Captive Coalition Blog

How Do I Explain the Calculator Results to a Client?

Written by Warren Cleveland | Apr 14, 2026 12:27:20 PM

My client looked at the calculator results and asked me to explain what the numbers actually mean. Walk me through how to interpret the output.

The calculator was built from frustration. Warren couldn't get a quick read on a prospect without sending over a full submission and waiting. So he built a tool that gives you the picture in minutes. Here's how to read what it produces and how to explain it to your client.

The output is built around three things. What your client could have kept in underwriting profit. What they could have earned in investment income on their collateral. And what their maximum out-of-pocket exposure would have looked like in a bad year. Together, those three numbers tell the story of whether a captive makes financial sense for this particular client.

The underwriting profit is the headline number. It's the money left over after claims and expenses. In the traditional market that money goes to the carrier. In a captive, it stays with your client. The calculator estimates that figure based on the premium and loss numbers you entered. It's not a guarantee. It's a projection grounded in their actual history. If your client has clean losses, this number will be meaningful. If their losses are high, it won't look as attractive, and that's the calculator doing its job.
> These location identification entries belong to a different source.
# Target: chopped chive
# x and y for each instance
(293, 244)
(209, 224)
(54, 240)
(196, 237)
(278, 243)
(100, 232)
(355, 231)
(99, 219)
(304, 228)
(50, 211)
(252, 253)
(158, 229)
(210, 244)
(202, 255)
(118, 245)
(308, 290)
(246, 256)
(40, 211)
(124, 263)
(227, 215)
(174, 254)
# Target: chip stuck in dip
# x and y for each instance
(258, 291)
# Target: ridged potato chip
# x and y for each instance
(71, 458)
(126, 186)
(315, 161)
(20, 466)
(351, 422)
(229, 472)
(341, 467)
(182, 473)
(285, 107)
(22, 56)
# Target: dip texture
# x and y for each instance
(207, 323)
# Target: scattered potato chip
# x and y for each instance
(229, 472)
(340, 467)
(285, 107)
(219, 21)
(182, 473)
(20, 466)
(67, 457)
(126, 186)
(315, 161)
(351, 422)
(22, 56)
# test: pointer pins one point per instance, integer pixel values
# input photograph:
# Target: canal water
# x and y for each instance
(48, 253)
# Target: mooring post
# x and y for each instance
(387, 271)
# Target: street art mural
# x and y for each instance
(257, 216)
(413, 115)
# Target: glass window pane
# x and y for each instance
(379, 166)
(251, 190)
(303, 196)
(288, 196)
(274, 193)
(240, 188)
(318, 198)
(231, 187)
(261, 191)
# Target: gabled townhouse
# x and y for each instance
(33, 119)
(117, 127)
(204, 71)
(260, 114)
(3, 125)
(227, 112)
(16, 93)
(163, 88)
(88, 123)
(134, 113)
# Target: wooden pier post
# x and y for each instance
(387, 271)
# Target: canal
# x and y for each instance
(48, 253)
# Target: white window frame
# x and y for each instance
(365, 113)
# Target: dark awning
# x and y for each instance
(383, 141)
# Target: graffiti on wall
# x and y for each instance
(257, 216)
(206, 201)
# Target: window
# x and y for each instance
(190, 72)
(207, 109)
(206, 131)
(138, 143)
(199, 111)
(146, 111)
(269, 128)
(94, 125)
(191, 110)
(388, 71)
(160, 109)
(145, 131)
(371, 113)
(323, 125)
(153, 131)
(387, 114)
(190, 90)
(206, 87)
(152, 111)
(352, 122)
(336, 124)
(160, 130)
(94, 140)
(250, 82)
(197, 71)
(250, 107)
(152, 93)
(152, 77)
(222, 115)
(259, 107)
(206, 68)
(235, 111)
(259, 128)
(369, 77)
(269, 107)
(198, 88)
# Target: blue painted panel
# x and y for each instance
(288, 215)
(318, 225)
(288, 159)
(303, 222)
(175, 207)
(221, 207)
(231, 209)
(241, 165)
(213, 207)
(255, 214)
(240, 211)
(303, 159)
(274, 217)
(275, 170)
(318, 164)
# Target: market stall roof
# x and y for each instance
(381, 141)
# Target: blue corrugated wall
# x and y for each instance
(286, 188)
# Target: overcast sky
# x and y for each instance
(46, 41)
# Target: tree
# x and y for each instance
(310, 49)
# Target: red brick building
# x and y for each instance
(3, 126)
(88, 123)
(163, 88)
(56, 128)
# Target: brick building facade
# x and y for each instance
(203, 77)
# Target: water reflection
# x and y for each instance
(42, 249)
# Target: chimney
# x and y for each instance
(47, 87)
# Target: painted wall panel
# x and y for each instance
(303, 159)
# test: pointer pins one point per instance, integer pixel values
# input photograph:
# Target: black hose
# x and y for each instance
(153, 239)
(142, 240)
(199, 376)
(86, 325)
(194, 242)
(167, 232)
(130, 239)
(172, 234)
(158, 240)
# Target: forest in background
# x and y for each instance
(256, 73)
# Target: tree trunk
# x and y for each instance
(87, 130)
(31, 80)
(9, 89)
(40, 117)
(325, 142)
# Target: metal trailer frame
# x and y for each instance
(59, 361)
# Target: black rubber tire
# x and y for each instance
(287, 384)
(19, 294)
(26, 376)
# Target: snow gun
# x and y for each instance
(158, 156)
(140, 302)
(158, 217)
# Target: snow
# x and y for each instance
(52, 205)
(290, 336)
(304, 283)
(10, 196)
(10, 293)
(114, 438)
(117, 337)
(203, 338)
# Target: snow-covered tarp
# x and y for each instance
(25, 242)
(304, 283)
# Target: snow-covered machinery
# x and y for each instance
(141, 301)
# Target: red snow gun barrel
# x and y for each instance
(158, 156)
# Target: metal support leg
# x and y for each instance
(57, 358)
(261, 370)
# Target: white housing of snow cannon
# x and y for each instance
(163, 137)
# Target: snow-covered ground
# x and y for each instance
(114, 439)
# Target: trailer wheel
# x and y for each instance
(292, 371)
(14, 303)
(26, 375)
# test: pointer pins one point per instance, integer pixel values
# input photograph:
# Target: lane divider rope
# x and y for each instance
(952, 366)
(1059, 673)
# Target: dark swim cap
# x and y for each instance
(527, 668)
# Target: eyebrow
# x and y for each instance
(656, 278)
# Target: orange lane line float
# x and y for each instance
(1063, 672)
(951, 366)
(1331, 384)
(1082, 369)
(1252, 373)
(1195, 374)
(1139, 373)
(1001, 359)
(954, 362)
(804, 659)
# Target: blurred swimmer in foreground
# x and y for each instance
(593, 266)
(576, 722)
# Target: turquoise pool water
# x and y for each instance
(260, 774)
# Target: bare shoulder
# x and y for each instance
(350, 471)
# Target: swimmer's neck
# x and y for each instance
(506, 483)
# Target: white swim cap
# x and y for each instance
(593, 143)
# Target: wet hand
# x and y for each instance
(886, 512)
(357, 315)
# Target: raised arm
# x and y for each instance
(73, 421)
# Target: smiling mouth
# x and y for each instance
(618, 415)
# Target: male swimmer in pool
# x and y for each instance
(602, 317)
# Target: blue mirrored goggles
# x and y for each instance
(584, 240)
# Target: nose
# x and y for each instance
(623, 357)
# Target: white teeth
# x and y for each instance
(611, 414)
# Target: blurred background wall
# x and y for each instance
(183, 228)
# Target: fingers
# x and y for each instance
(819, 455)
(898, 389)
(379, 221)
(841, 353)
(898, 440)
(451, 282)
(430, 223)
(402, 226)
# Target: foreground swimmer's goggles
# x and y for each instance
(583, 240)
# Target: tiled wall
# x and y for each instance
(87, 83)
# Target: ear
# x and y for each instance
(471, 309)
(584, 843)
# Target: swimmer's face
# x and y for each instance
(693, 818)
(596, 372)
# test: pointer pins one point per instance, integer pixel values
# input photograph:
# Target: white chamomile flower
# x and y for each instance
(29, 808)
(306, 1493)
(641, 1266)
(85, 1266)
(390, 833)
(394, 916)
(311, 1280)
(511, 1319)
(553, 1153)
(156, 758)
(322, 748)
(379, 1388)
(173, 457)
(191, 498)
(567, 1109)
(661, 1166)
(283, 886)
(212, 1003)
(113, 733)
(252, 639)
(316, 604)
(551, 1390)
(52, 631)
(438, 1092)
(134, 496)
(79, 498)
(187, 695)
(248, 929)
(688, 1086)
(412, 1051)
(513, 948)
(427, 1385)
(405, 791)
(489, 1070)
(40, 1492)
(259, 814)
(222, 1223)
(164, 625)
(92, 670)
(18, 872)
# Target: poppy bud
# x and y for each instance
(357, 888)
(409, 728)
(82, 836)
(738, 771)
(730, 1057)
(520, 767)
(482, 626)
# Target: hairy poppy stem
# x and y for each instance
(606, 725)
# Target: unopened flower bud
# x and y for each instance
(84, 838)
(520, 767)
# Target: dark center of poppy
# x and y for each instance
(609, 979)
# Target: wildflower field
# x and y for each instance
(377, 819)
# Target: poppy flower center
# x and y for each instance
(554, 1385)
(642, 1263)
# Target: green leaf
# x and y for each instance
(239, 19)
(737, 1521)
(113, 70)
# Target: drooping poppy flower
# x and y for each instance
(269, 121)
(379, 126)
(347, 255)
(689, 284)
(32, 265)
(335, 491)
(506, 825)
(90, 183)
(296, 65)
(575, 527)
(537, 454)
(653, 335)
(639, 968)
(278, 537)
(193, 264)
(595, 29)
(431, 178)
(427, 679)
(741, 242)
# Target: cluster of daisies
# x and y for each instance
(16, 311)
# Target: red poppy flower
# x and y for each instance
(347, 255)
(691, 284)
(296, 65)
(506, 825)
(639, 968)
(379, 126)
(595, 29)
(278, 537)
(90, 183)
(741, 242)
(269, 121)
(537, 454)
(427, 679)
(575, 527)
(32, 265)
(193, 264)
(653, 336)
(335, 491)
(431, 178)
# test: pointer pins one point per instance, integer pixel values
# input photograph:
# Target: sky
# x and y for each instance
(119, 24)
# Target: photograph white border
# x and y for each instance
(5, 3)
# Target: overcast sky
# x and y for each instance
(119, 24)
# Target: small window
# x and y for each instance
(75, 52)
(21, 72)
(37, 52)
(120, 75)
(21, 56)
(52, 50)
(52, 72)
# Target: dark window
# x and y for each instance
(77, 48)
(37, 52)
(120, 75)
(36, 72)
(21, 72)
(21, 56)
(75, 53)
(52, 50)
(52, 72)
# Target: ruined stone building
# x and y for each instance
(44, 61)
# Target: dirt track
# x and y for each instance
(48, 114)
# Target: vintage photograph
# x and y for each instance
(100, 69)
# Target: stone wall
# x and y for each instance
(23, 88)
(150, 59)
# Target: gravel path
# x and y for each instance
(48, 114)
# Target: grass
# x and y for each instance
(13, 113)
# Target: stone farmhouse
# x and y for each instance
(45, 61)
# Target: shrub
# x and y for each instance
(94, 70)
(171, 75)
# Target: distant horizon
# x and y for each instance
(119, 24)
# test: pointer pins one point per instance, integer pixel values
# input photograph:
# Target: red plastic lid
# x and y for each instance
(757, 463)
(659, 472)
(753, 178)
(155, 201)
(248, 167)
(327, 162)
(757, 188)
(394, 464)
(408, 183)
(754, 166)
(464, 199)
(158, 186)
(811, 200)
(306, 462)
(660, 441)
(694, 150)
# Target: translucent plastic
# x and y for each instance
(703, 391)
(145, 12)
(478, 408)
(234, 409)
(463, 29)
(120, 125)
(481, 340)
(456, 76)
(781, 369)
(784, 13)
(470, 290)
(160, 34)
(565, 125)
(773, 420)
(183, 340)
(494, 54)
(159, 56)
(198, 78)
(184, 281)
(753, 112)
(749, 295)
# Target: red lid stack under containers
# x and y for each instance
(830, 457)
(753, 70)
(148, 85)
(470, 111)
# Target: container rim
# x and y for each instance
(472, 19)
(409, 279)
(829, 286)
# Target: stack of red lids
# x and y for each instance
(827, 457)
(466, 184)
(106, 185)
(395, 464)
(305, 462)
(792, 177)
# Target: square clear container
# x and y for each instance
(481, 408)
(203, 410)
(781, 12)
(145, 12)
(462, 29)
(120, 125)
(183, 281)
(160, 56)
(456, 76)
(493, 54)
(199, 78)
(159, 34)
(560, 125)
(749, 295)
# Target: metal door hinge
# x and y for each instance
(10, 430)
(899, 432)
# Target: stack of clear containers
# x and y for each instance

The investment income number is lower, but worth pointing out. The money sitting in the loss fund and the collateral account earns a return while it waits to pay claims. Your client has never seen that benefit before. In the traditional market, investment income goes to the carrier, too. Here it belongs to your client.

The maximum out-of-pocket number is the one that makes some clients nervous. It represents the worst-case financial commitment in a bad year. You want to show this number proactively. Don't let your client find it on their own. Walk them to it and explain what it means. This is the most you would ever be asked to contribute in a single year. It's not typical. It's the ceiling, not the floor. And it's capped by design.

How to frame the conversation. You're not showing them a guaranteed return. You're showing them what's possible based on how they've actually performed. The business that has run clean operations for five years and keeps writing checks to a carrier that never gives anything back is exactly the client this tool was built for. That number you're circling is what they've been subsidizing by covering someone else's poor performance.

That's usually when the conversation gets interesting.

It's always your client. Never ours.